Счастье жить вечно - [7]

Шрифт
Интервал

Велико желание, чтобы эта неузнаваемая, неприветливая комната оказалась сновидением. Чтобы вышла из-за перегородки милая, гостеприимная Зоя Романовна, неся на блюде ароматный, только что из духовки, пирог. Чтобы взобралась на колени к гостю кудрявая, смышленая девчурка Иринка — самый младший член семьи Мальцевых. И пусть распахнется дверь и явится из школы Валентин — сын Михаила — его любовь и гордость, парень, пошедший в отца и ростом, и большими красивыми глазами, и кипучей энергией, и вечным избытком впечатлений, намерений еще что-то познать, чему-то еще отдать свою жажду труда и открытий в этом таком интересном, таком светлом и прекрасном мире.
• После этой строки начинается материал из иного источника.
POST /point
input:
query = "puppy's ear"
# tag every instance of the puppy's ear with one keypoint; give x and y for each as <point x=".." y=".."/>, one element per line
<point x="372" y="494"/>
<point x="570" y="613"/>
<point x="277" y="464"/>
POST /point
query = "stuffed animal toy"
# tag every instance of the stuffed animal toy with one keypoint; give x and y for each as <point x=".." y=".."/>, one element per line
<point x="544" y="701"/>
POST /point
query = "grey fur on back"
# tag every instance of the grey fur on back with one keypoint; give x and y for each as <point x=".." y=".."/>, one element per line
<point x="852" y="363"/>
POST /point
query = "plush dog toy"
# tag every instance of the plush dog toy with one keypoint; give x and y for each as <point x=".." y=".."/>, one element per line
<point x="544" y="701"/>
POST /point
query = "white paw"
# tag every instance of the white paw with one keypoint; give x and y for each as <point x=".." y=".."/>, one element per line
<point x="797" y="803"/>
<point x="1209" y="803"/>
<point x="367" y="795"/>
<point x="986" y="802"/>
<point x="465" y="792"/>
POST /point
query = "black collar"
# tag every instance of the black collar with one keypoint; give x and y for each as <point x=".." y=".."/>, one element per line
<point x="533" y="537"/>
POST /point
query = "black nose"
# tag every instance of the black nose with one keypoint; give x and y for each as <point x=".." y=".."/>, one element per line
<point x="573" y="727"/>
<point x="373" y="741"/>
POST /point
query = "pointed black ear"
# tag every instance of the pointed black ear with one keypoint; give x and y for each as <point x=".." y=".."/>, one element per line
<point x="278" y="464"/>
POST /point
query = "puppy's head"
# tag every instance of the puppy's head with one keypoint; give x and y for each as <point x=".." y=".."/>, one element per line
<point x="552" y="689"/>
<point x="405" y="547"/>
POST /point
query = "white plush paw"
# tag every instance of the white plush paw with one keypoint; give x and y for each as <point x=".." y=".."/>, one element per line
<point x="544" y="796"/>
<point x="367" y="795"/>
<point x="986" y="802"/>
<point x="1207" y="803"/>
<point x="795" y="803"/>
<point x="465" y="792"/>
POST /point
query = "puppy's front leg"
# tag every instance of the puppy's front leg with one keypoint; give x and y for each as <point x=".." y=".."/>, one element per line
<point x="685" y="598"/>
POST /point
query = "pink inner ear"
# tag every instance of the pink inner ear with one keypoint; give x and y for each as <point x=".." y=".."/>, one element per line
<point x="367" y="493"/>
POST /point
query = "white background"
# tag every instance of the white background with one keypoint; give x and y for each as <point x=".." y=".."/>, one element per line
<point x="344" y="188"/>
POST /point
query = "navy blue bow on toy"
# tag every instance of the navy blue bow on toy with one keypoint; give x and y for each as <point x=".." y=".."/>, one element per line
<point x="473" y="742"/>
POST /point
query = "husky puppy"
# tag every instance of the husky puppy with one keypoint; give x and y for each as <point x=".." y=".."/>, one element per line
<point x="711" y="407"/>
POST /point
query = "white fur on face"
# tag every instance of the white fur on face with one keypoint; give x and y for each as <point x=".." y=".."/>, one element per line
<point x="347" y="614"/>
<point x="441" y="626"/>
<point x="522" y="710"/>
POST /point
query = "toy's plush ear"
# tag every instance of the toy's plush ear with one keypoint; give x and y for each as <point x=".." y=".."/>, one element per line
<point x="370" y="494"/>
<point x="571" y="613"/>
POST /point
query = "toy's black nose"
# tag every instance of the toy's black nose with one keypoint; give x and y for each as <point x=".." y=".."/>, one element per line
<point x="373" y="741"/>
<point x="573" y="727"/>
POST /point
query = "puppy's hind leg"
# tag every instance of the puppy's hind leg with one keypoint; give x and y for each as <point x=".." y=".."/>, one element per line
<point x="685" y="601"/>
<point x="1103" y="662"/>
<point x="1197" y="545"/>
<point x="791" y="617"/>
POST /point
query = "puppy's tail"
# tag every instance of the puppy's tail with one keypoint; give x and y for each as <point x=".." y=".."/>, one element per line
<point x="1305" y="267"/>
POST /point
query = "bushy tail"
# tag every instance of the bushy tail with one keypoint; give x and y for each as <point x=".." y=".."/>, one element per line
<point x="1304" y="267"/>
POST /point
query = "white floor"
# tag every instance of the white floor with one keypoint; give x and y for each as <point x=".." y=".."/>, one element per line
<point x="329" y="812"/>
Где они? Что с ними? Живы ли?

Именно об этом думал сейчас и Михаил Дмитриевич. Он так и не присел. Медленно, сгорбившись, пересек комнату, подошел к окну.

Проемы его были забиты листами фанеры, перемежающимися кусочками стекла. Один такой стекольный глазок, не покрытый густым узором мороза, открывал панораму заваленной сугробами улицы.
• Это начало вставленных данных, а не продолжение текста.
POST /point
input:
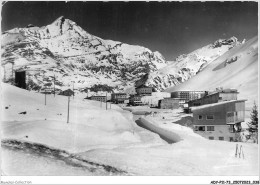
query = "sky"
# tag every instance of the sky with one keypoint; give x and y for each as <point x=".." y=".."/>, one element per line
<point x="172" y="28"/>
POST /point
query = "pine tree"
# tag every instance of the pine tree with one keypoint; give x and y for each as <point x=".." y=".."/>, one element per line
<point x="253" y="124"/>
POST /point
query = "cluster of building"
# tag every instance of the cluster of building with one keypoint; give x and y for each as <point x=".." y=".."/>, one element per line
<point x="216" y="115"/>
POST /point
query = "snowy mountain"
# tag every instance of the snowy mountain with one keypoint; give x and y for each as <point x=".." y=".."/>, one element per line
<point x="187" y="65"/>
<point x="237" y="68"/>
<point x="66" y="52"/>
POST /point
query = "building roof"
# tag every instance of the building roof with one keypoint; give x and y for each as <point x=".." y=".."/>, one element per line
<point x="224" y="91"/>
<point x="216" y="104"/>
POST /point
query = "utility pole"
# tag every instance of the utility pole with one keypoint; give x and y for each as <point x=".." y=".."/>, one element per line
<point x="54" y="85"/>
<point x="68" y="115"/>
<point x="106" y="100"/>
<point x="45" y="96"/>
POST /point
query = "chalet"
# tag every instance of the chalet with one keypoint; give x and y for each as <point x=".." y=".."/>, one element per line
<point x="99" y="98"/>
<point x="144" y="90"/>
<point x="20" y="79"/>
<point x="170" y="103"/>
<point x="188" y="95"/>
<point x="67" y="92"/>
<point x="135" y="100"/>
<point x="219" y="121"/>
<point x="218" y="96"/>
<point x="118" y="97"/>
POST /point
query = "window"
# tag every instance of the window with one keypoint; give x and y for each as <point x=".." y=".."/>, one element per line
<point x="210" y="128"/>
<point x="210" y="117"/>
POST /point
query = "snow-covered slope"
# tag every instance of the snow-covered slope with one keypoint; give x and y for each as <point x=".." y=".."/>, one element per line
<point x="187" y="65"/>
<point x="237" y="68"/>
<point x="70" y="53"/>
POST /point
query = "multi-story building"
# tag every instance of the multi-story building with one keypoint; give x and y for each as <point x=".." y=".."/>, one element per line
<point x="188" y="95"/>
<point x="144" y="90"/>
<point x="67" y="92"/>
<point x="99" y="98"/>
<point x="219" y="121"/>
<point x="135" y="100"/>
<point x="218" y="96"/>
<point x="118" y="97"/>
<point x="170" y="103"/>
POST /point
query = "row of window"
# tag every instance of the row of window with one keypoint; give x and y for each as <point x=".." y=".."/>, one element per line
<point x="208" y="117"/>
<point x="221" y="138"/>
<point x="203" y="128"/>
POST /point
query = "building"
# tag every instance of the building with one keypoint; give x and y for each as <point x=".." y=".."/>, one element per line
<point x="219" y="121"/>
<point x="218" y="96"/>
<point x="99" y="98"/>
<point x="170" y="103"/>
<point x="67" y="92"/>
<point x="20" y="79"/>
<point x="144" y="90"/>
<point x="188" y="95"/>
<point x="135" y="100"/>
<point x="118" y="97"/>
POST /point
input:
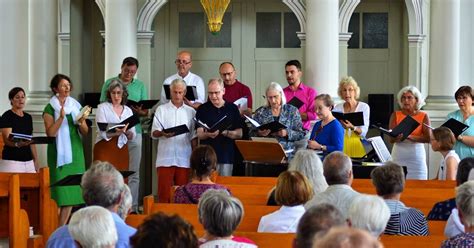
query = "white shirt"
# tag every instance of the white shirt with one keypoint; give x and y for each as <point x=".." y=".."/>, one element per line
<point x="106" y="114"/>
<point x="191" y="80"/>
<point x="174" y="151"/>
<point x="442" y="164"/>
<point x="284" y="220"/>
<point x="338" y="195"/>
<point x="361" y="107"/>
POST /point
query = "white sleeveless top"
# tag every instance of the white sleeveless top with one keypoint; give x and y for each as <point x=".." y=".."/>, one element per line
<point x="442" y="164"/>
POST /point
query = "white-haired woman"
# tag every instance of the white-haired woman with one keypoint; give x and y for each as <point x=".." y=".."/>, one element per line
<point x="276" y="109"/>
<point x="349" y="91"/>
<point x="411" y="151"/>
Между гор снега по узкой тропке тащится одинокая, неуклюжая, укутанная с ног до головы фигура — не поймешь, мужчина или женщина? До чего же долго преодолевает она короткое расстояние от гранитного берега Фонтанки до подъезда дома; вероятно, очень тяжело ведро с водой, зачерпнутой в проруби. Вновь останавливается, бережно, чтобы не пролить, ставит ведро на землю. А что, если с таким драгоценным, явно непосильным грузом нужно подняться на четвертый, пятый или шестой этаж, да еще по обледенелой лестнице?

И вдруг ему показалось, что Зоя, жена его, мыкается там, внизу, с ведром речной воды, без которой теперь никак не обойтись. Он делает непроизвольное движение — нужно быстро помочь бедняжке! Но тут же приходит в себя: Зоя — далеко, далеко, на Востоке, в Тетюшах. И Ирка, славная девчушка, тоже там.

Придется ли увидеться? Его больное сердце в эти тревожные дни вновь и вновь все более грозно давало о себе знать.

А разве им легко? Кому и где сейчас может быть легко? Рвутся из Тетюшей в Ленинград, что ни письмо, то — мольба о возвращении. Твердят одно: пусть на голод, холод, муки и смерть, но только — домой, только быть всем вместе. Нет, Зоечка, это невозможно! Ты и представить себе не можешь, каково теперь в нашем Ленинграде. Потерпи, родная!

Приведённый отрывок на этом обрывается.